We utilized Twitter's Stream API function to collect our dataset. First, we collected Covid19 related Twitter data using https://github.com/computermacgyver/twitter-python Github repo. The keywords we used to feed Twitter's Stream API can be found here: covid19_keywords.txt
. Next, we performed a GREP function on our dataset using the keywords found here: vaccine_keywords.txt
. Then we used this filtered dataset to perform our analysis.
For reproducibility, we suggest using Hydator found here: https://github.com/DocNow/hydrator. We provided the Twitter Tweet Ids and Twitter User Ids from our filtered dataset to feed into Hydrator here: /data/twitter_id_str.txt
. Note Twitter actively removes and/or suspends users/tweets from its platform, and this may or may not cause omissions from your dataset.

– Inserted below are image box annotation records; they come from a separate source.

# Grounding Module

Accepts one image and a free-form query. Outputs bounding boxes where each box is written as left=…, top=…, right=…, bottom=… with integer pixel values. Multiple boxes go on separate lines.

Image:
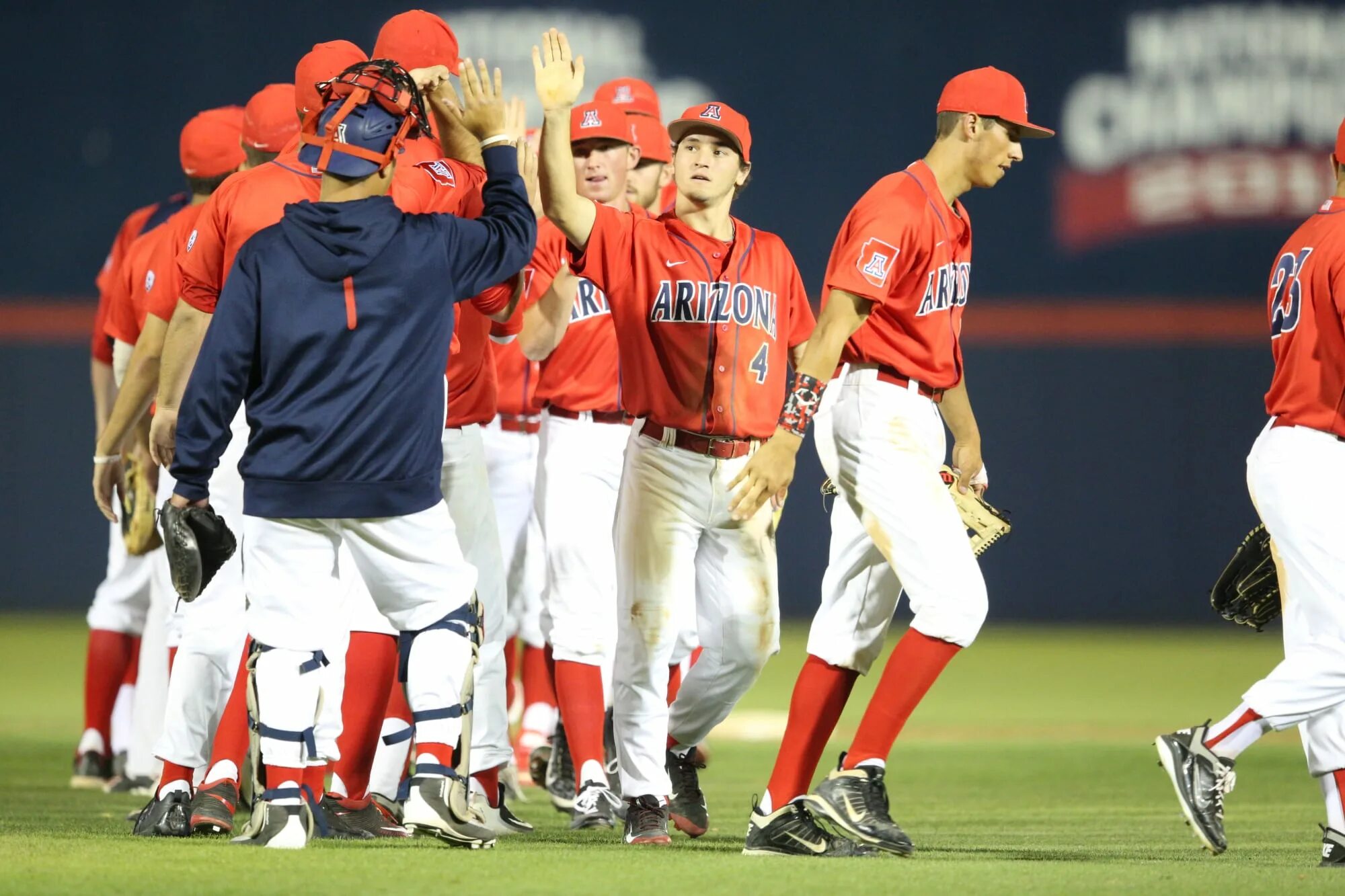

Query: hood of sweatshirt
left=280, top=196, right=402, bottom=282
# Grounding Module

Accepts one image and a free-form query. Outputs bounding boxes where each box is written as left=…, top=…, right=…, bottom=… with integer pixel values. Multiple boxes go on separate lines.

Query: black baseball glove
left=1209, top=525, right=1280, bottom=631
left=159, top=499, right=238, bottom=602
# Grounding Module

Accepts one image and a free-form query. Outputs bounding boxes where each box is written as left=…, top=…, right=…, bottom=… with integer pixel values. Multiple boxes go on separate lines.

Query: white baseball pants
left=613, top=421, right=780, bottom=797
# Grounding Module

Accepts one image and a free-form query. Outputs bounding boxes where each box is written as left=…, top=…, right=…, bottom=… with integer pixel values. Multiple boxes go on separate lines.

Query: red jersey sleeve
left=175, top=184, right=233, bottom=315
left=562, top=203, right=638, bottom=288
left=826, top=187, right=919, bottom=304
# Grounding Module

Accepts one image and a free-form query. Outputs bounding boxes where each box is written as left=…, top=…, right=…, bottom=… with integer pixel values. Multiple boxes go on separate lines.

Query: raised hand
left=457, top=59, right=506, bottom=140
left=533, top=28, right=584, bottom=112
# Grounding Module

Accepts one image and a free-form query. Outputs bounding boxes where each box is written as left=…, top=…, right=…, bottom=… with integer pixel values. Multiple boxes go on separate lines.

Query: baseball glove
left=1209, top=525, right=1280, bottom=631
left=822, top=467, right=1013, bottom=557
left=159, top=499, right=238, bottom=602
left=118, top=451, right=164, bottom=557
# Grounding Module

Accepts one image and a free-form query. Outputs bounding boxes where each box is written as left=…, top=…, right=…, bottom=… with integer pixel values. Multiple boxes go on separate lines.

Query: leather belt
left=495, top=414, right=542, bottom=436
left=546, top=405, right=635, bottom=426
left=640, top=419, right=756, bottom=460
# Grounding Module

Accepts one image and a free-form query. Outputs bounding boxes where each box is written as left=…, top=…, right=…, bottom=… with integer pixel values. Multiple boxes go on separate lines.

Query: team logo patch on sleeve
left=416, top=161, right=457, bottom=187
left=855, top=238, right=901, bottom=286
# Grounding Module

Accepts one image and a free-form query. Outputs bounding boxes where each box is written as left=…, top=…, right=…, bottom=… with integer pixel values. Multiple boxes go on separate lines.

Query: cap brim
left=668, top=118, right=742, bottom=156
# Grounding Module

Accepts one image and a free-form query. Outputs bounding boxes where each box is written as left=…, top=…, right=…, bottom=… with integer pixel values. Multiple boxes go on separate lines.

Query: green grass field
left=0, top=615, right=1345, bottom=896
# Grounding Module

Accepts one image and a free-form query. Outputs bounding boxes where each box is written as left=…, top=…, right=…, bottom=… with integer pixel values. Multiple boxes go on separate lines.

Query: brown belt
left=546, top=405, right=635, bottom=426
left=495, top=414, right=542, bottom=436
left=640, top=419, right=755, bottom=460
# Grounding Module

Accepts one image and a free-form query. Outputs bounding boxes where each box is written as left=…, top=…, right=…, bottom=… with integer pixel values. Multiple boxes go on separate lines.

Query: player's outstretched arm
left=729, top=289, right=873, bottom=520
left=149, top=298, right=211, bottom=467
left=533, top=28, right=597, bottom=251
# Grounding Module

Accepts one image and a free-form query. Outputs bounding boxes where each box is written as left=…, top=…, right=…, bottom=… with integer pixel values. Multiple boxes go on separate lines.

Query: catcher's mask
left=299, top=59, right=432, bottom=177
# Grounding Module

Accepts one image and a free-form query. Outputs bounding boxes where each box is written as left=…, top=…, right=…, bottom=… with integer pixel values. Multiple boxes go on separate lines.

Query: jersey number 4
left=1270, top=246, right=1313, bottom=339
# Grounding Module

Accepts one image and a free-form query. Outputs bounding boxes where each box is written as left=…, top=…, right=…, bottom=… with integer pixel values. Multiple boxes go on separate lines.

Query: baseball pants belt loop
left=546, top=405, right=633, bottom=426
left=495, top=414, right=542, bottom=436
left=640, top=419, right=755, bottom=460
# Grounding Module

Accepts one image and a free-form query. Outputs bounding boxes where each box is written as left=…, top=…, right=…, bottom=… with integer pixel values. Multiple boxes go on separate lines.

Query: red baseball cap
left=668, top=102, right=752, bottom=163
left=295, top=40, right=369, bottom=116
left=625, top=109, right=672, bottom=163
left=243, top=83, right=299, bottom=152
left=373, top=9, right=461, bottom=74
left=935, top=66, right=1056, bottom=137
left=178, top=106, right=243, bottom=177
left=593, top=78, right=663, bottom=121
left=570, top=102, right=635, bottom=142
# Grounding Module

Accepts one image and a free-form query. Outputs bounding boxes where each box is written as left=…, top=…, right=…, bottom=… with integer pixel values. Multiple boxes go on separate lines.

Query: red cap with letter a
left=668, top=102, right=752, bottom=163
left=570, top=102, right=633, bottom=142
left=935, top=66, right=1056, bottom=137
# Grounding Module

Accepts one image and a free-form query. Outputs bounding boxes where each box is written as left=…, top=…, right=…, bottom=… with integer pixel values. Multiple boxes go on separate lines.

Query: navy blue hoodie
left=172, top=147, right=537, bottom=518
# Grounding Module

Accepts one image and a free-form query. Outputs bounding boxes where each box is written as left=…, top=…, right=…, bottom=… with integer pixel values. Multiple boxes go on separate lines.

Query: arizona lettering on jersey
left=823, top=161, right=971, bottom=389
left=1266, top=196, right=1345, bottom=438
left=573, top=199, right=814, bottom=438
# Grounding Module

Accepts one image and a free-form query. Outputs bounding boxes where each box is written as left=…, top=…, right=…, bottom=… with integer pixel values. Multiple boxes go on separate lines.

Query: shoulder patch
left=416, top=160, right=457, bottom=187
left=855, top=237, right=901, bottom=286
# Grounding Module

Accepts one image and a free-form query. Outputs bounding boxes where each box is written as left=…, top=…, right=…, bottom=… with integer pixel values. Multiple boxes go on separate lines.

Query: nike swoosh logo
left=784, top=831, right=827, bottom=853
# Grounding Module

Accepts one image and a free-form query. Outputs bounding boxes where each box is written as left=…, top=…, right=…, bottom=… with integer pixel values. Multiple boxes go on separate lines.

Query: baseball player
left=1157, top=115, right=1345, bottom=868
left=508, top=102, right=648, bottom=829
left=161, top=57, right=535, bottom=849
left=533, top=30, right=814, bottom=844
left=733, top=67, right=1053, bottom=856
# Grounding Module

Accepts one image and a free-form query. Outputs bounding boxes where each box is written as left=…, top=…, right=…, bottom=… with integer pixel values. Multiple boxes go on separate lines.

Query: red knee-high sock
left=121, top=638, right=140, bottom=686
left=555, top=659, right=605, bottom=787
left=767, top=654, right=859, bottom=811
left=504, top=638, right=518, bottom=708
left=85, top=628, right=136, bottom=756
left=523, top=645, right=555, bottom=709
left=668, top=663, right=682, bottom=706
left=845, top=628, right=962, bottom=768
left=332, top=631, right=397, bottom=799
left=202, top=638, right=253, bottom=787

This repo contains four subfolders:
Data
The Data
folder contains a list of Twitter User IDs and Twitter ID strings.
Scripts
The Scripts
folder contains scripts we used to data munge. These scripts require the data to be in a specific format, which is not provided in the Data
folder. The Scripts
folder does not contains the necessary collection and processing scripts that enable the analysis scripts. In order to replicate findings, please navigate outside of this repo and move into the Covid repo, which will provide the collection and processing steps.
Analysis
The Analysis
folder contains the scripts we used to create our analysis.
Results
The Results
folder contains our findings in this study.